Sustainable Living in Texas Hill Country and Houston areas.
Tuesday, May 11, 2010
Sustainable way to have a garden and water it too
With summer upon us here in Texas, we have noticed sprinkers watering the lawn and garden beds. Living in a conventional neighborhood requires such evils.
In Texas, our summers switch quickly from hot and humid to hot, dry, and scorching, sometimes within hours. Most of the plants that you see in suburban front yards are subtropicals that stay green during our summers as long as they stay watered, like crepe myrtles, St. Augustine grass, sago palms, and hibiscus. These are fine for show pieces, but whole yards of these types of water guzzlers can really take a toll on your water bill.
Instead, try seeding an area with a ground cover that doesn't require a lot of water, like sedums, bugle weed, or dichondra. In your flower beds, plant native texas plants that use less water and improve the native wildlife, like milkweed, gaura, gold lantanas, and salvias (sages).
The orange milkweed below does well in more humid areas, like Houston. The white antelope version does well in dry alkaline soils, like those found in the hill country.
Here's a tip that will save you water and will save you a lot of work. Adjust your lawn mower so that the blade is 3-4 inches from the soil. This is will cut only the tips of the grass. This will eliminate the stress of regrowth, actually making the whole lawn healthier. Plus, it will grow slower and stay greener. Pushing the mower will be a lot easier, and you may even be able to go longer between cuts.

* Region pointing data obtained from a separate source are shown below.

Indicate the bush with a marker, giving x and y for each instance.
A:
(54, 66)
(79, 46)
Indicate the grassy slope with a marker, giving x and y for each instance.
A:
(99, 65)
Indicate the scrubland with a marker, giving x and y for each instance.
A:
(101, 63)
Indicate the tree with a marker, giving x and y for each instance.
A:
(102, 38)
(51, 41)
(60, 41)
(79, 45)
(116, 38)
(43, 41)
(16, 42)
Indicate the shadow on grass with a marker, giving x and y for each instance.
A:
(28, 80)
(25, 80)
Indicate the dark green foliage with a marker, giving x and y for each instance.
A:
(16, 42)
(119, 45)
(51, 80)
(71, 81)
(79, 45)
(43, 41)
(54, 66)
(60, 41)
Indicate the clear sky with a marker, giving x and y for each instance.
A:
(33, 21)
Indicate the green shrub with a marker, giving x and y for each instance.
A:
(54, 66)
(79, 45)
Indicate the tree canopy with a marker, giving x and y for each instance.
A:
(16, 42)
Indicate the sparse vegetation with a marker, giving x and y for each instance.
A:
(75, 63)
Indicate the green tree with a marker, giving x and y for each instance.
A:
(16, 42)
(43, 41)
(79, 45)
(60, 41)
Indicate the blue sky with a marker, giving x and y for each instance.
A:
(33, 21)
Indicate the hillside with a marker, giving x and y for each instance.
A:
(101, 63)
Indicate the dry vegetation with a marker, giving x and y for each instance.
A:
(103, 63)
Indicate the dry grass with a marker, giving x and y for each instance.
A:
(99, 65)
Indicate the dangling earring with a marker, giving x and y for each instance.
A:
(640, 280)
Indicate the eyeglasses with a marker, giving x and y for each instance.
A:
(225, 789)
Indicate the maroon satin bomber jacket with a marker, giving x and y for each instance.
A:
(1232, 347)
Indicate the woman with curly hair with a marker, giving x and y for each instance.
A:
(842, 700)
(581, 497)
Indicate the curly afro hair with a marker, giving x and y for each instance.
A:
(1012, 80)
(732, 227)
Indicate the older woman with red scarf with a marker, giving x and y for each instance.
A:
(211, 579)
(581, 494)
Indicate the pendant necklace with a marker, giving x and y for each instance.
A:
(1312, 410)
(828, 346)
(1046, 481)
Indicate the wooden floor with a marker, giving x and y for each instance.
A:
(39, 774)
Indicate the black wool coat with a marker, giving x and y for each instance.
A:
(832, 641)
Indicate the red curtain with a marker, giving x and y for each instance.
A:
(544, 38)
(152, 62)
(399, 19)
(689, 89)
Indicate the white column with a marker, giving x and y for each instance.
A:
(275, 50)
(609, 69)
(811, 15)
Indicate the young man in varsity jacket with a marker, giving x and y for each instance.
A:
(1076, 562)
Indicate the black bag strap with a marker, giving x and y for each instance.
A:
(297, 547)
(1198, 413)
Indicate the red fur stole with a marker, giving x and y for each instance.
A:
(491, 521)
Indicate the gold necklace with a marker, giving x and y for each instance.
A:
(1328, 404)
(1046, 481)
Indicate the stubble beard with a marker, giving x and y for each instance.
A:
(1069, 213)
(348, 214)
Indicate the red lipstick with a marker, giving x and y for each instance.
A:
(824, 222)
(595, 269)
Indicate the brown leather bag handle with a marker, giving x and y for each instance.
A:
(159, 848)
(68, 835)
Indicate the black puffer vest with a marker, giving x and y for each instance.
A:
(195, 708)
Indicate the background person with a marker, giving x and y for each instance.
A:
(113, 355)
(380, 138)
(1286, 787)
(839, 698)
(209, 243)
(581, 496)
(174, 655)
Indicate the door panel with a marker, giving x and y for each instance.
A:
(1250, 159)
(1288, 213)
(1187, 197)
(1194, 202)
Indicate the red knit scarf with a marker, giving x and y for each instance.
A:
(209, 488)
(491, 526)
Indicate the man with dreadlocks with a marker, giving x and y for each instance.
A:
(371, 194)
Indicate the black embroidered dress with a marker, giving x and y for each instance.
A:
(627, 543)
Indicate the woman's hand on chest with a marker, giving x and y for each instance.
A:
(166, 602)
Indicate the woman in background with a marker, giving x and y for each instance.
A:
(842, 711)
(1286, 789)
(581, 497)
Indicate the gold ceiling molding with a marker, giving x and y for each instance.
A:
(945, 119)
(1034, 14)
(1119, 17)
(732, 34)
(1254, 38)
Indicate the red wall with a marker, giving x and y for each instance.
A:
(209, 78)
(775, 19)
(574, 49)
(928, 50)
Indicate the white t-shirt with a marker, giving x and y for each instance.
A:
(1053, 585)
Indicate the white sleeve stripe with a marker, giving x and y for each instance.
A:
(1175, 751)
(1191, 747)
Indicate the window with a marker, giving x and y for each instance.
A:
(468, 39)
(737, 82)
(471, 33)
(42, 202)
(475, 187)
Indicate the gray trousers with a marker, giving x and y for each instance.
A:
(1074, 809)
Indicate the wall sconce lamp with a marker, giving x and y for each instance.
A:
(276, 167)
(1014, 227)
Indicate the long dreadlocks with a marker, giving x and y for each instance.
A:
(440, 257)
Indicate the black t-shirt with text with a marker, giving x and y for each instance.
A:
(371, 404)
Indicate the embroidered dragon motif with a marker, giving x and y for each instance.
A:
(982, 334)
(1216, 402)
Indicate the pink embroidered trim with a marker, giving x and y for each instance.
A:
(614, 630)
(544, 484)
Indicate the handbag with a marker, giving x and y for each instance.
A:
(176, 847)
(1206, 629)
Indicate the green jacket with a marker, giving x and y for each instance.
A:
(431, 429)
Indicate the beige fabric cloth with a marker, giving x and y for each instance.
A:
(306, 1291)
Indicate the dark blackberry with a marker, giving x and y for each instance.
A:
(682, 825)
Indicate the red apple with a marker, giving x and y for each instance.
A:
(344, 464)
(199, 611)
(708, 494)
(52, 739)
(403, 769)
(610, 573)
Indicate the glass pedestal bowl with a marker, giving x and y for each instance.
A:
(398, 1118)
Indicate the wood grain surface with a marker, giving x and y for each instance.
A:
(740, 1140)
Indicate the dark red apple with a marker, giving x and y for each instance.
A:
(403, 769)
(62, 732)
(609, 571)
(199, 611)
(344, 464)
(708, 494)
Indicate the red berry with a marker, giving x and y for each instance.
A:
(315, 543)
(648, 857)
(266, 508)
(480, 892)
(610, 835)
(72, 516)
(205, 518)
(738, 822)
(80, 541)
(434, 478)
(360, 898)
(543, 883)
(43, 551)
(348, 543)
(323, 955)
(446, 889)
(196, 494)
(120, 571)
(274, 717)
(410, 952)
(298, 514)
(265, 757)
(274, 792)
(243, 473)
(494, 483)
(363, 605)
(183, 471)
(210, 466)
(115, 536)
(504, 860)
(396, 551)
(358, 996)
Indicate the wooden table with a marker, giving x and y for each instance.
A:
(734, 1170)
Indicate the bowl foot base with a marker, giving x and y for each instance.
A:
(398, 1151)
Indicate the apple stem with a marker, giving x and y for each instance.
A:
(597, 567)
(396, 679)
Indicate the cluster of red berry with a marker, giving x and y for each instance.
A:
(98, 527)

Another option for watering is drippers or soakers. These systems put water exactly where it is needed, so you can customize how much water for each bed, plant, or area. These systems also distribute water slowly so that it has a chance to soak into the ground rather than run off. This is great for our clay based soil here in houston. Most plants, even the water guzzlers, are healthier if they have a deep soaking once a week rather than regular waterings. This is because the deep soaking allows the roots to grow deeper into the soil where it can reach water reserves even on those really hot scorching days.
If you have an installed sprinker systems, you can easily convert the system to a drip system. We did this in our backyard with great results. If you are not familiar with the parts you will need or with the tools, there are many landscape professionals that will gladly do the conversion for you.
If you like to water with a hose attachment, just purchase a soaker hose, attach it to your existing hose and move it where you like it.
Now, I'll tell you my best secret for having a great lawn, interesting flower beds, and a low water bill - less lawn. I converted most of my yard into flower beds that are covered in mulch. Some areas around our deck are covered in river rock. I think of the lawn as a ground cover for walkways. I left the most lawn between the flower beds in my front yard and the sidewalk.
From a sustainable point of view, there are many ways to cut down on the amount of water we use for non-human consumption, but these are simple ways to start:
a) We can simplify our work by choosing plants that survive in our area and mowing only the tips of lawn grass.
b) We can eliminate or reduce plants that guzzle water.
c) We can cut water costs by watering slowly to allow the water to penetrate soils to deep roots.